Sue Walker

Copywriter and interpretation services for wildlife and heritage organisations

Friday, 9 March 2012

Who needs mead?

I got my wish today - a walk in the sun! It had been raining all morning, and I was resigned to another dour outing. But at lunchtime the clouds melted away, the sun came out, and the mercury hit 14C - the warmest day of the year so far.

And if yesterday was all about shapes and patterns in the air, today was a day of sounds and songs. No geese this time, but perhaps something even more special for being less common. A flock of 32 curlew were feeding in the field across the river when my other half and I took a post-prandial stroll. He spotted them first (I told you he was a better birder than me), then I heard a tell-tale call.

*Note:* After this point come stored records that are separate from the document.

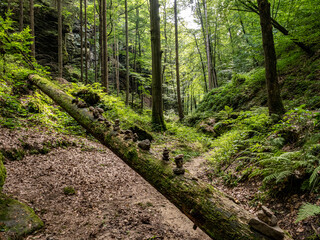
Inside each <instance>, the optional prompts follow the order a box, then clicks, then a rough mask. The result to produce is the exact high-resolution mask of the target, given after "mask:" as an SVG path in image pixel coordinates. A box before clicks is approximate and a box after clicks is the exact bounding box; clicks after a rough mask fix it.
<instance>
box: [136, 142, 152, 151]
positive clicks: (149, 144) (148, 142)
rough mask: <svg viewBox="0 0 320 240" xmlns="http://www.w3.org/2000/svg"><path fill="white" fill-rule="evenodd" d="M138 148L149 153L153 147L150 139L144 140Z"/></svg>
mask: <svg viewBox="0 0 320 240" xmlns="http://www.w3.org/2000/svg"><path fill="white" fill-rule="evenodd" d="M138 147H139V148H141V149H142V150H145V151H149V150H150V147H151V143H150V140H149V139H146V140H143V141H141V142H139V143H138Z"/></svg>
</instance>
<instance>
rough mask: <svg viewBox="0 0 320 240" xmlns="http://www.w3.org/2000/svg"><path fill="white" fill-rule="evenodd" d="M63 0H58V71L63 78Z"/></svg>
mask: <svg viewBox="0 0 320 240" xmlns="http://www.w3.org/2000/svg"><path fill="white" fill-rule="evenodd" d="M61 1H62V0H58V2H57V4H58V69H59V70H58V71H59V77H60V78H62V73H63V56H62V6H61V5H62V3H61Z"/></svg>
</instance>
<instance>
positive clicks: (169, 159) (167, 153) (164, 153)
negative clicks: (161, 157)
mask: <svg viewBox="0 0 320 240" xmlns="http://www.w3.org/2000/svg"><path fill="white" fill-rule="evenodd" d="M169 153H170V152H169V150H168V149H167V148H164V149H163V153H162V160H163V161H166V162H168V161H169V160H170V157H169Z"/></svg>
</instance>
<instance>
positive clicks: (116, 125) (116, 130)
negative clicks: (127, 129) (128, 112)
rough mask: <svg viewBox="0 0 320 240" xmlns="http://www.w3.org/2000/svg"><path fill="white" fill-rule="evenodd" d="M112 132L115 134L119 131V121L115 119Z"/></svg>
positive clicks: (119, 124)
mask: <svg viewBox="0 0 320 240" xmlns="http://www.w3.org/2000/svg"><path fill="white" fill-rule="evenodd" d="M113 131H115V132H119V131H120V120H119V119H116V120H115V121H114V124H113Z"/></svg>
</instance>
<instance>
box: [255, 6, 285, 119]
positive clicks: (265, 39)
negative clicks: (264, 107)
mask: <svg viewBox="0 0 320 240" xmlns="http://www.w3.org/2000/svg"><path fill="white" fill-rule="evenodd" d="M257 2H258V7H259V12H260V14H259V15H260V25H261V32H262V42H263V49H264V59H265V67H266V83H267V91H268V108H269V114H270V115H271V114H278V115H280V116H282V115H283V114H284V112H285V110H284V107H283V104H282V99H281V96H280V87H279V84H278V75H277V57H276V51H275V48H274V41H273V33H272V24H271V16H270V3H269V2H268V0H257Z"/></svg>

The unmistakeable sound of spring.

It was a pre-breeding flock, the birds heading from winter feeding grounds on the coast to the upland moors and grasslands where they will split up into pairs. Each year one or two pairs stay around here to breed, though local farmers have been improving their grassland, and the birds may decide the accommodation is no longer up to scratch. It will be a sad day if they do.

Curlew are flighty birds. That may be because until relatively recently they were hunted for food. They were only taken off the quarry list in 1981. So they soon lifted as we approached, pale underwings flashing as they banked round as one and headed away from us. They disappeared from view, and we couldn't see where they had settled. Their cryptic, mottled grey-brown plumage is a perfect camouflage. But they can't hide that call. It came bubbling out, as if from the earth itself, and we tracked them down to another field to the north.

While we were looking for the curlew I became aware of another, softer, yet equally spirit-lifting sound. A skylark was doing his 'Hey! Look at me! I can fly really high and sing an amazing song at the same time' routine. The male skylarks started singing for a mate around here a few weeks ago, but the sun seems to really get them going. If I'd been a female skylark I'm sure it would have been lust at first sight. As a human, it just made me feel really happy.

The ability of bird songs to evoke an emotional response in their human listeners is apparently a very ancient one. While reading up about curlew in Mark Cocker and Richard Mabey's brilliant book, 'Birds Britannica', I came across this quote from a poem called 'The Seafarer'. It was written down in 1000AD, but was composed even earlier. It says it all really:

'I took my gladness from the cry of the gannet
And the sound of the curlew, instead of the laughter of men.